Wie beurteilen Sie die derzeitige Situation in Kuba?

Ich denke wir sind Zeugen eines Generationswechsels. Nicht unbedingt an der Spitze der politischen Führung, das muss sich erst noch zeigen, aber in den Gremien, dem Zentralkomitee oder dem Parlament, sind die meisten Mitglieder nicht älter als 50 oder 55 Jahre. Sie haben die vorrevolutionäre Zeit und die Revolution nicht bewusst erlebt. Der Übergang hat bereits begonnen, und ich bin sicher, dass diese Generation ihre eigenen politischen Vorstellungen hat. Sie werden Kuba ins 21. Jahrhundert führen und einige ökonomische wie soziale Aspekte normalisieren. Wir brauchen Einigkeit und eine nationale Versöhnung aller Kubaner und ich glaube, dass wir erleben werden, wie das passiert.

Ist Raúl Castro für die Hardliner in der Opposition denn akzeptabel?

Natürlich nicht, da bin ich sicher. Aber auf der anderen Seite haben Sie mittelfristig kaum eine Wahl. Sie werden zwar alles tun, um ihm das Leben schwer zu machen. Aber sie sind alt und haben in der Bevölkerung immer weniger Unterstützung.

Aber hängt das nicht auch von der Haltung Washingtons ab, und die Kontakte der Hardliner ins Weiße Haus gelten doch als exzellent?

Die Administration in Washington hat so viel zu tun, es gibt so viele Probleme, die haben kaum Zeit für Kuba. Die Bush-Administration kann sich keine weiteren Probleme leisten und obendrein stehen in einigen Monaten Wahlen an. Und die Umfragewerte der Republikaner sind nicht sonderlich gut, sodass man sich voll auf den Wahlkampf konzentrieren muss.

Liegt das Handelsembargo noch im US-Interesse?

Das Handelsembargo ist ein totaler Fehlschlag. Es hat in den vergangen fünfzig Jahren nichts gebracht und wird es auch künftig nicht. Es hat Havanna nur ermöglicht, den Status quo zu erhalten – bis heute. Ich denke, ohne Embargo hätten wir schon lange Veränderungen in Kuba gesehen.

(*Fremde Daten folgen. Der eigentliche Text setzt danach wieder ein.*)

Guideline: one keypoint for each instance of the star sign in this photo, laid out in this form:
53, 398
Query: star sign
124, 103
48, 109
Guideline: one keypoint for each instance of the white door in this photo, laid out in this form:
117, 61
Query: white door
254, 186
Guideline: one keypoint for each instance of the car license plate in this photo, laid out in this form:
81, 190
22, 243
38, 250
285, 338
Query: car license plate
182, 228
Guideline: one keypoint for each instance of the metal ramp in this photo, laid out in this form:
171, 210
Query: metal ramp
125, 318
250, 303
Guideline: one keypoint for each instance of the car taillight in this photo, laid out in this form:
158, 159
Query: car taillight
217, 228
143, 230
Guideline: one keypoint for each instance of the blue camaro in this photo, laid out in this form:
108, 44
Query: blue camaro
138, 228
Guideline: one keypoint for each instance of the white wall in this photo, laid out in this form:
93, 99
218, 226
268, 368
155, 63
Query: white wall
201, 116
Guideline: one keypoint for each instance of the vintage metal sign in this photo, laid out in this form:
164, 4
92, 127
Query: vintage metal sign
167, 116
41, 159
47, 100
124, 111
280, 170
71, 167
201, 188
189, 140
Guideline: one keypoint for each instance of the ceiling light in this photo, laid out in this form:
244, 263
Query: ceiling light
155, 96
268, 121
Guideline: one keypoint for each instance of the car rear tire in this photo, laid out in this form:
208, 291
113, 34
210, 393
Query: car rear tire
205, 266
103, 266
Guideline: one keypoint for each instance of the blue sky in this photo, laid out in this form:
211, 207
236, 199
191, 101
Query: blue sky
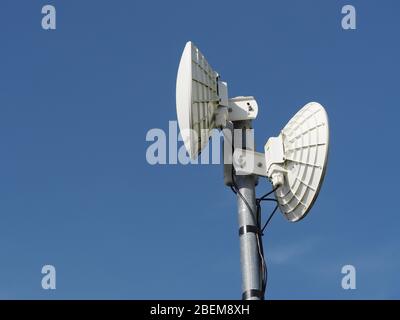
76, 190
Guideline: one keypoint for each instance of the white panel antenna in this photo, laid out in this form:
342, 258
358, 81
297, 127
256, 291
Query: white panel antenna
202, 102
296, 160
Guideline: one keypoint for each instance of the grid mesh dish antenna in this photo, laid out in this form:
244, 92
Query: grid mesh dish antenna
305, 144
196, 99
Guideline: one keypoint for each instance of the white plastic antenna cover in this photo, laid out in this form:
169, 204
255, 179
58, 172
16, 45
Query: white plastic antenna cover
196, 99
305, 142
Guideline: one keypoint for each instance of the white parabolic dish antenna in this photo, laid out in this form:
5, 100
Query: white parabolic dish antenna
296, 160
196, 99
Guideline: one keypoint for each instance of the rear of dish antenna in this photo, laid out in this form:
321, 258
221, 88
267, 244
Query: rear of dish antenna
294, 162
202, 102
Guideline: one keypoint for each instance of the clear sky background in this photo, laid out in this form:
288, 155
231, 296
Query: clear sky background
76, 190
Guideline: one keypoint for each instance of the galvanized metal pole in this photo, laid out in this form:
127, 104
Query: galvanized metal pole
250, 249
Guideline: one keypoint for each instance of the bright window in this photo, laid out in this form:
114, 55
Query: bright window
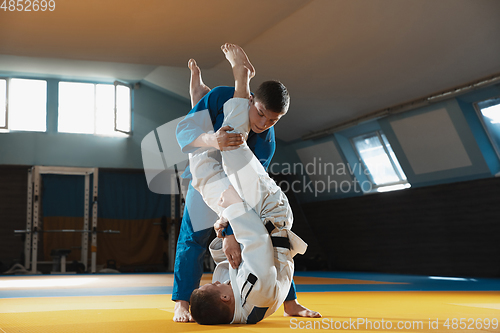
25, 109
380, 162
90, 108
3, 103
489, 112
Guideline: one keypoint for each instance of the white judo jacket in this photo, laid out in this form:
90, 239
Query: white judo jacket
262, 281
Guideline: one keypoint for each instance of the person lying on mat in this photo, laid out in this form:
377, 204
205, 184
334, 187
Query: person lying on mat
249, 201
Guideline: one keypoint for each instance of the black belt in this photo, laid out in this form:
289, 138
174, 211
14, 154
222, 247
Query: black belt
276, 240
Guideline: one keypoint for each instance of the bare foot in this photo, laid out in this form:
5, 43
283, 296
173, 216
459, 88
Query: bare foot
236, 56
295, 309
197, 89
181, 312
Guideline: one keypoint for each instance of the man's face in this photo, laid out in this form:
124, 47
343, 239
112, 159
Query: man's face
217, 287
261, 118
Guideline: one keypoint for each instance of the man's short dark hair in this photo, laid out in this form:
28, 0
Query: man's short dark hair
274, 95
208, 309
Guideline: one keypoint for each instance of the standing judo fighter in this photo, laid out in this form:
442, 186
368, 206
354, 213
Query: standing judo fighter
261, 223
192, 242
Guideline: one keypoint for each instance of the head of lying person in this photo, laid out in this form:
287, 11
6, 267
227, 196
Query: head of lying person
269, 103
213, 304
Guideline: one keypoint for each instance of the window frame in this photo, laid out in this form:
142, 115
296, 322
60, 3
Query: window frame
376, 187
116, 84
480, 115
8, 79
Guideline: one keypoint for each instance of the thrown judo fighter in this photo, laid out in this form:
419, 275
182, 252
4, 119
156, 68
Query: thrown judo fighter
260, 217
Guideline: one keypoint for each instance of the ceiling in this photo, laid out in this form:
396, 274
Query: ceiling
340, 59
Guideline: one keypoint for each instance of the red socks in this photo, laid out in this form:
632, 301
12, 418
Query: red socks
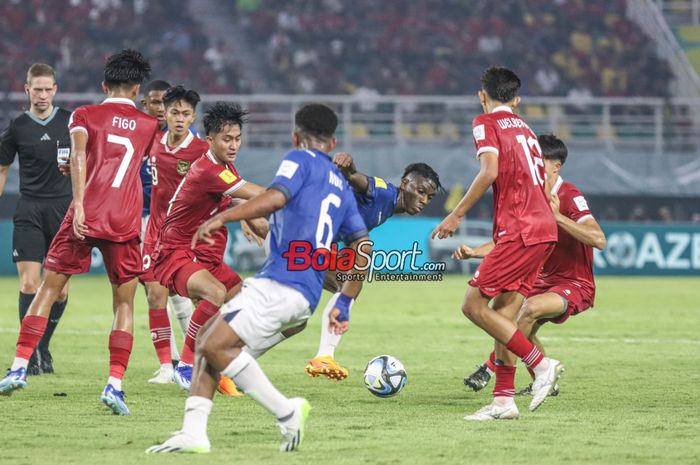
159, 324
204, 311
505, 381
120, 344
491, 362
523, 348
33, 327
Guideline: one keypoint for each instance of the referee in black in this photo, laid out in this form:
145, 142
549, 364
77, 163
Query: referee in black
40, 138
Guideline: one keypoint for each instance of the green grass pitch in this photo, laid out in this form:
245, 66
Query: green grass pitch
629, 395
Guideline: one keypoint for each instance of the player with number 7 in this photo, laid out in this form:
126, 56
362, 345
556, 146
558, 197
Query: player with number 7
524, 232
108, 144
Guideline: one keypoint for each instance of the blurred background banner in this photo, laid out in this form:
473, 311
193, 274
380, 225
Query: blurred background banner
632, 249
616, 80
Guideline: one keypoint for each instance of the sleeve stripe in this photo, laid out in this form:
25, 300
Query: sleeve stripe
355, 236
235, 187
486, 149
283, 189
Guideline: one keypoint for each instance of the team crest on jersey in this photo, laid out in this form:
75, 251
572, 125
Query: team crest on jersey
227, 176
183, 166
380, 183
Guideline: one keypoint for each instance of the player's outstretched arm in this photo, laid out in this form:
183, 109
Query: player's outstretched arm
261, 206
248, 191
3, 177
358, 181
487, 176
339, 318
464, 252
78, 171
255, 230
588, 232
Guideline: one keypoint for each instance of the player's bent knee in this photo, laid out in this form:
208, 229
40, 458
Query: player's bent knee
470, 311
531, 312
289, 332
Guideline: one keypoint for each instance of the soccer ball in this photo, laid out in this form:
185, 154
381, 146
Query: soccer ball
385, 376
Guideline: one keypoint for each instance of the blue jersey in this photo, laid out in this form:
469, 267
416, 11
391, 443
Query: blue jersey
377, 204
320, 209
146, 183
147, 177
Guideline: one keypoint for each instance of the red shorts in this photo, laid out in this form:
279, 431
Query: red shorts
70, 255
511, 266
578, 298
173, 267
147, 276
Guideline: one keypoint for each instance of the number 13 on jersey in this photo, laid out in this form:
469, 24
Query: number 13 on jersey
534, 160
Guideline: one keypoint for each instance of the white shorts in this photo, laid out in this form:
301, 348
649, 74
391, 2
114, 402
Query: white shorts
263, 308
144, 224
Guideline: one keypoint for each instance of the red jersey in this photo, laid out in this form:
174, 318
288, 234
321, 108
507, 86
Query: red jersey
119, 137
571, 260
168, 167
201, 194
521, 208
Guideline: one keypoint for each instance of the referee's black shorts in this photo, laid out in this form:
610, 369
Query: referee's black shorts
36, 222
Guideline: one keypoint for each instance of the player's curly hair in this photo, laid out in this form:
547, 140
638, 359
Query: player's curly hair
553, 148
179, 93
500, 83
423, 169
126, 68
222, 114
316, 120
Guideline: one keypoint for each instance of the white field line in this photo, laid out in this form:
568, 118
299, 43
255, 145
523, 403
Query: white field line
575, 339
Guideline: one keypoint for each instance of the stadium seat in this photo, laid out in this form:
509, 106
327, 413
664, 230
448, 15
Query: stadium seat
449, 131
359, 131
425, 131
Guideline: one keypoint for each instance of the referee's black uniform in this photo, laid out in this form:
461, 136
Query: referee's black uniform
44, 200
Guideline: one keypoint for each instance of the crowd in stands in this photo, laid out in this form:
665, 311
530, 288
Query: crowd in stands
405, 47
75, 36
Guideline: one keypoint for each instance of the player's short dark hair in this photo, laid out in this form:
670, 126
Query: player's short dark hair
316, 120
40, 70
126, 68
179, 93
553, 148
501, 84
222, 114
158, 85
423, 169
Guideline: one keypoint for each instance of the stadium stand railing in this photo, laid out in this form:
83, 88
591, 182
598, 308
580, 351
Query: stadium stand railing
647, 125
648, 15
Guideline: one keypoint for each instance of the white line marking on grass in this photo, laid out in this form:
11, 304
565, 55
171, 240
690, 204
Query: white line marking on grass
581, 339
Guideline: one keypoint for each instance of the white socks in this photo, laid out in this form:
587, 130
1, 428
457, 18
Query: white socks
19, 363
115, 382
249, 377
541, 367
197, 410
329, 341
182, 309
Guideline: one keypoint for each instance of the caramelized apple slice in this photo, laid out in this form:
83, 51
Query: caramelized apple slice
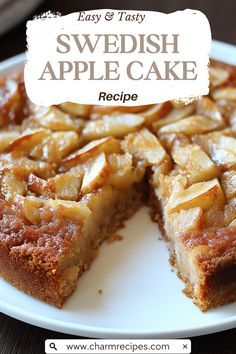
28, 140
174, 115
56, 120
195, 163
106, 145
202, 194
96, 174
55, 146
145, 146
66, 185
123, 174
24, 166
69, 209
116, 125
228, 180
184, 221
156, 112
99, 111
6, 137
192, 125
39, 185
220, 147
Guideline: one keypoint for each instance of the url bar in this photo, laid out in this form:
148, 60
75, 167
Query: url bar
110, 346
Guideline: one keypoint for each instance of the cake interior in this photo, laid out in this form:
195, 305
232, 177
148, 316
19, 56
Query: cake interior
71, 174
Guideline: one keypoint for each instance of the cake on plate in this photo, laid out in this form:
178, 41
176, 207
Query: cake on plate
71, 174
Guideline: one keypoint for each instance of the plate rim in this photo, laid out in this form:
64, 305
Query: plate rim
106, 332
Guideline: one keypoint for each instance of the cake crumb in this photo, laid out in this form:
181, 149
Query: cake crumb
113, 238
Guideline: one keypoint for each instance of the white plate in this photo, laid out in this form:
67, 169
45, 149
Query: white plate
141, 296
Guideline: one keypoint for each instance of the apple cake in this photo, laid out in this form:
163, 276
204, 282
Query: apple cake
71, 174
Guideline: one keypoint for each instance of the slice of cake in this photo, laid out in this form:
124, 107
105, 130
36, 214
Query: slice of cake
71, 174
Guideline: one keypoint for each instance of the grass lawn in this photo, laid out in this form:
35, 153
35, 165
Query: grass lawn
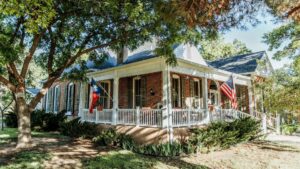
9, 135
56, 151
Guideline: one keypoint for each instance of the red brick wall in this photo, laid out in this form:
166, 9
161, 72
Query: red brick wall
153, 81
62, 98
185, 85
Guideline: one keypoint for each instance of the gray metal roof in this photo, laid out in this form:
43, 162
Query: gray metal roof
32, 91
240, 64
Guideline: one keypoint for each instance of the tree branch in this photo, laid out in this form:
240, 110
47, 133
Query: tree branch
51, 52
28, 58
293, 10
7, 83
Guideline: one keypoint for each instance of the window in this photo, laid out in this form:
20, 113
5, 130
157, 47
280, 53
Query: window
87, 96
104, 99
56, 99
137, 92
196, 93
70, 98
213, 94
49, 105
176, 94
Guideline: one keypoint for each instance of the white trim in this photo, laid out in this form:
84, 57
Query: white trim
174, 76
69, 109
56, 88
133, 90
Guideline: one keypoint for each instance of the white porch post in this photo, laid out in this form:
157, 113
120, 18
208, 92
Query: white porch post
167, 105
251, 103
205, 98
81, 100
115, 100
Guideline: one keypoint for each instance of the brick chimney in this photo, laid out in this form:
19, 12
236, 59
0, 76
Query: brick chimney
122, 55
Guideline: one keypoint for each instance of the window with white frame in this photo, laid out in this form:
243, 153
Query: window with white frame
104, 99
196, 93
49, 103
137, 92
56, 98
176, 93
70, 98
87, 96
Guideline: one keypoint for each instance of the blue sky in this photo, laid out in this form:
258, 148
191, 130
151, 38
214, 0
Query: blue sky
252, 37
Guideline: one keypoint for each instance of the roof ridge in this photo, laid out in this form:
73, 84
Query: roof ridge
234, 56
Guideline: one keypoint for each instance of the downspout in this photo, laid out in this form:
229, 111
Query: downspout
170, 127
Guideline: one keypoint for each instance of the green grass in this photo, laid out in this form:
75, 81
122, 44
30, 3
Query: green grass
128, 160
27, 160
11, 134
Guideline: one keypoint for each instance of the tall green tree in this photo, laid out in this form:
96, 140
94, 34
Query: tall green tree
55, 34
213, 49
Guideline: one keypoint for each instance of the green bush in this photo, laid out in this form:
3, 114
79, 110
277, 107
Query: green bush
75, 128
221, 135
11, 120
289, 129
47, 121
107, 137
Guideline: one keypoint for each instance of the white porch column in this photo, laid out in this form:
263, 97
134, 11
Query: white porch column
115, 99
82, 94
205, 97
251, 102
167, 106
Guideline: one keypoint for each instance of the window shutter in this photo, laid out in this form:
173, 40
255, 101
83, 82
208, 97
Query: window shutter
192, 90
130, 92
144, 91
77, 97
183, 92
66, 97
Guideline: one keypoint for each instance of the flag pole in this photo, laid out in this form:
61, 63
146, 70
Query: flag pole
98, 83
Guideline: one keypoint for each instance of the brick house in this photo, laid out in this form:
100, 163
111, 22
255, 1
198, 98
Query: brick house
152, 101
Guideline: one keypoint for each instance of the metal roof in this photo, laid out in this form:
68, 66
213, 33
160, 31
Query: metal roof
240, 64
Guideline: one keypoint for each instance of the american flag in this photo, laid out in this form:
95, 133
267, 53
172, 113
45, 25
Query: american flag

Halten Sie einen Rollback ins Jahr 1959, vor dem Fidel Castro immer wieder gewarnt hat, für realistisch?

Das sind Träume einiger weniger alter Leute. Die Welt hat sich geändert und die kubanische Bevölkerung auch. Die ist heute gebildet, hoch qualifiziert und wird es nicht zulassen, dass die Uhr zurückgedreht wird. Kuba muss jetzt nach vorne schauen – nationale Versöhnung und die Garantie der zivilen Bürgerrechte – das sind die beiden zentralen Herausforderungen.